Top 100 domain names linked to on the blue (since the beginning, 1999), with number of links:

[('youtube.com', 29624),
('en.wikipedia.org', 12950),
('metafilter.com', 12127),
('nytimes.com', 4573),
('news.bbc.co.uk', 3507),
('flickr.com', 3016),
('guardian.co.uk', 2559),
('washingtonpost.com', 2081),
('amazon.com', 1868),
('cnn.com', 1688),
('imdb.com', 1530),
('bbc.co.uk', 1293),
('wired.com', 1116),
('npr.org', 985),
('google.com', 968),
('salon.com', 918),
('video.google.com', 909),
('dailynews.yahoo.com', 867),
('pbs.org', 867),
('vimeo.com', 818),
('sfgate.com', 808),
('boston.com', 762),
('msnbc.msn.com', 748),
('geocities.com', 737),
('latimes.com', 729),
('telegraph.co.uk', 702),
('cbc.ca', 670),
('newyorker.com', 669),
('time.com', 642),
('uk.youtube.com', 625),
('twitter.com', 574),
('abcnews.go.com', 573),
('story.news.yahoo.com', 573),
('myspace.com', 543),
('slate.com', 539),
('newscientist.com', 472),
('msnbc.com', 465),
('timesonline.co.uk', 452),
('online.wsj.com', 442),
('news.yahoo.com', 438),
('boingboing.net', 430),
('abc.net.au', 428),
('theatlantic.com', 417),
('huffingtonpost.com', 415),
('usatoday.com', 414),
('archive.org', 413),
('books.google.com', 404),
('reuters.com', 394),
('economist.com', 347),
('cbsnews.com', 342),
('us.imdb.com', 326),
('ask.metafilter.com', 320),
('dailymail.co.uk', 306),
('independent.co.uk', 305),
('theregister.co.uk', 304),
('theglobeandmail.com', 296),
('forbes.com', 290),
('smh.com.au', 289),
('foxnews.com', 288),
('iht.com', 275),
('projects.metafilter.com', 268),
('whitehouse.gov', 267),
('csmonitor.com', 264),
('slate.msn.com', 255),
('apple.com', 253),
('villagevoice.com', 253),
('nymag.com', 244),
('cgi.ebay.com', 243),
('web.archive.org', 240),
('rollingstone.com', 237),
('thenation.com', 237),
('news.cnet.com', 236),
('maps.google.com', 229),
('scienceblogs.com', 228),
('nature.com', 223),
('facebook.com', 221),
('sports.espn.go.com', 221),
('livejournal.com', 218),
('chicagotribune.com', 217),
('members.aol.com', 215),
('arstechnica.com', 212),
('theage.com.au', 210),
('nasa.gov', 208),
('findarticles.com', 205),
('seattletimes.nwsource.com', 205),
('news.nationalgeographic.com', 203),
('canada.com', 202),
('memory.loc.gov', 202),
('nybooks.com', 202),
('blog.wired.com', 199),
('thestar.com', 197),
('angelfire.com', 196),
('businessweek.com', 193),
('news.independent.co.uk', 192),
('avclub.com', 186),
('thesmokinggun.com', 184),
('books.guardian.co.uk', 183),
('kottke.org', 183),
('query.nytimes.com', 182),
('dailymotion.com', 181)]
posted by wpenman at 3:30 AM on June 6, 2011 [9 favorites]

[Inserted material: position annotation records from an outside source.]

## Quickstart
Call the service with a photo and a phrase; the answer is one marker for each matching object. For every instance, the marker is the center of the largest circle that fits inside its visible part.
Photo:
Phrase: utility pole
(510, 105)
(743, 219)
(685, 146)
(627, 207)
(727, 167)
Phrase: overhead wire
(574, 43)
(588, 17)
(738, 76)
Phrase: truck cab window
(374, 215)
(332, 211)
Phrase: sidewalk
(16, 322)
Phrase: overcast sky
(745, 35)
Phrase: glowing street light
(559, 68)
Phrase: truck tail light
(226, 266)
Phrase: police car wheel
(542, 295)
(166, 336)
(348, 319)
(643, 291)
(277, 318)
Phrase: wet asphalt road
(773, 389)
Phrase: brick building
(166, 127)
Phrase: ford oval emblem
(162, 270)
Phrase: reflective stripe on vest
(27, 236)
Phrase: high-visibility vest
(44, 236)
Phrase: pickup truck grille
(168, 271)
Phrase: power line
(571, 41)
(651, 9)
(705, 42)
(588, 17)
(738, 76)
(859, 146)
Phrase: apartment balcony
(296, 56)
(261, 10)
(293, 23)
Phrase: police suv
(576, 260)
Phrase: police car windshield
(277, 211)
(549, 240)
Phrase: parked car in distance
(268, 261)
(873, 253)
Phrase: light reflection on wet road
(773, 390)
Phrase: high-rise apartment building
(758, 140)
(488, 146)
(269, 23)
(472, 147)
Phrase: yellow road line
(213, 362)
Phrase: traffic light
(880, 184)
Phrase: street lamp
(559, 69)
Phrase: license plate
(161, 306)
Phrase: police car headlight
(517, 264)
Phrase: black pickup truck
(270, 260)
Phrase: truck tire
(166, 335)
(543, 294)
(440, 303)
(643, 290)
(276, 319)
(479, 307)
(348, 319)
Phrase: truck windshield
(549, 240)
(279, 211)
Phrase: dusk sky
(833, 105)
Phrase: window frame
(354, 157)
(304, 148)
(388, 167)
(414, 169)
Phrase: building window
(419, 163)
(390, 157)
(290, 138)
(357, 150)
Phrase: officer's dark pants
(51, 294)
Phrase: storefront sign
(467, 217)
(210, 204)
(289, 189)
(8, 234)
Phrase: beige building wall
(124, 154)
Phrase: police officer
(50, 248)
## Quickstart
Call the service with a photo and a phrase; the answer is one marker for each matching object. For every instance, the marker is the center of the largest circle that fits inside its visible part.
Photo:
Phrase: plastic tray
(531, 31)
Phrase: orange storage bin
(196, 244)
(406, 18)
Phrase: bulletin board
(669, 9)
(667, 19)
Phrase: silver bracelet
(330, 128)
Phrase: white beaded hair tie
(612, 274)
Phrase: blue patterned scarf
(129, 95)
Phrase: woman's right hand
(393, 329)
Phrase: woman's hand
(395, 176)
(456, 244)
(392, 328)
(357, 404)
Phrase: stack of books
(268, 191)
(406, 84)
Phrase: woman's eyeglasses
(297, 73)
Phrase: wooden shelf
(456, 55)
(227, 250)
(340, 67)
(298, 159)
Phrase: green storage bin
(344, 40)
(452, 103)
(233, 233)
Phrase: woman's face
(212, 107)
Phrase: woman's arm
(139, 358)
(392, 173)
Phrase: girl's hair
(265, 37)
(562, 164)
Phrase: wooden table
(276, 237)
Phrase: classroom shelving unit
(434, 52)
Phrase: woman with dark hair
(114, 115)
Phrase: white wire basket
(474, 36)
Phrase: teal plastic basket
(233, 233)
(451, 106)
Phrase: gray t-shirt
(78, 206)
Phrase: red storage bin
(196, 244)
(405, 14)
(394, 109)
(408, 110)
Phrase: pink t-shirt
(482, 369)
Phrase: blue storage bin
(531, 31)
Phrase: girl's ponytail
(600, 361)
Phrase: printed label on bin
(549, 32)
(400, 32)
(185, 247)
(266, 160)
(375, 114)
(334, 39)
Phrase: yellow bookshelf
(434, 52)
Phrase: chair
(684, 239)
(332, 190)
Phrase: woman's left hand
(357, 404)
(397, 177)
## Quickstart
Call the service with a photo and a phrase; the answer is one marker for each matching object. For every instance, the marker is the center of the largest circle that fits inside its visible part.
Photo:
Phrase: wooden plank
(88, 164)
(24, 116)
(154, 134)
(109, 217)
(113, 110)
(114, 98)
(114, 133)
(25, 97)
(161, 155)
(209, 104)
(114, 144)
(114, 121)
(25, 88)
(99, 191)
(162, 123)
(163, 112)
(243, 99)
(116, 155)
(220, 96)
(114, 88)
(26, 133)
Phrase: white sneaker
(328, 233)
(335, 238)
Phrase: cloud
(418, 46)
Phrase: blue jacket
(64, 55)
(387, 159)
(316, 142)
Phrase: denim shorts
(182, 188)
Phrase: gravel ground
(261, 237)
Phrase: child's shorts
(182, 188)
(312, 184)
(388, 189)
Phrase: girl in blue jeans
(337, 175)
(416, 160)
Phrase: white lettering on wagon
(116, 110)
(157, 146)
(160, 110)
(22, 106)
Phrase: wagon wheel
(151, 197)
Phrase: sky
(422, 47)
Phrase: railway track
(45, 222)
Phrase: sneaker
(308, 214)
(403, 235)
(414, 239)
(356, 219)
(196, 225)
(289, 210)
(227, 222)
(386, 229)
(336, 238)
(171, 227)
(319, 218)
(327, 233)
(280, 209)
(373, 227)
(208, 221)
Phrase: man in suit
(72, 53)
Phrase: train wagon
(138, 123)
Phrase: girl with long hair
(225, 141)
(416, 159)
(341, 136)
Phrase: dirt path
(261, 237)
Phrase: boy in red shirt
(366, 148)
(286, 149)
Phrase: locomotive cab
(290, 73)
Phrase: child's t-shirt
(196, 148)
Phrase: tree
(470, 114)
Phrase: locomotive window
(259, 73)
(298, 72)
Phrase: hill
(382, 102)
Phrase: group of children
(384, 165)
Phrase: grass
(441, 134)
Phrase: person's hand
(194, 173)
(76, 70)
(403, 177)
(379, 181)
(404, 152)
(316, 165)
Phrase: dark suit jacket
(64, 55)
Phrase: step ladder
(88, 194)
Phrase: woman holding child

As an aside, Letters of Note just gave up on their own comment system.
posted by smackfu at 11:15 AM on June 13, 2011


Yay! Hopefully this is the beginning of the end of Web 2.0.

(Yes, I am serious, and yes, I appreciate the irony of stating such an opinion in an internet comment.)
posted by Sys Rq at 11:28 AM on June 13, 2011


Looking over wpenman's list, it seems the "unwritten ban" applies more to sites that have regular, same-y updates that are all pretty good but none of which are exceptionally worthy of discussion. You might find a particular Onion article lulzy, but there are a dozen like it every day. It would take something above and beyond, like their post-9/11 issue or their occasional joke redesigns, to reach the postworthy threshold.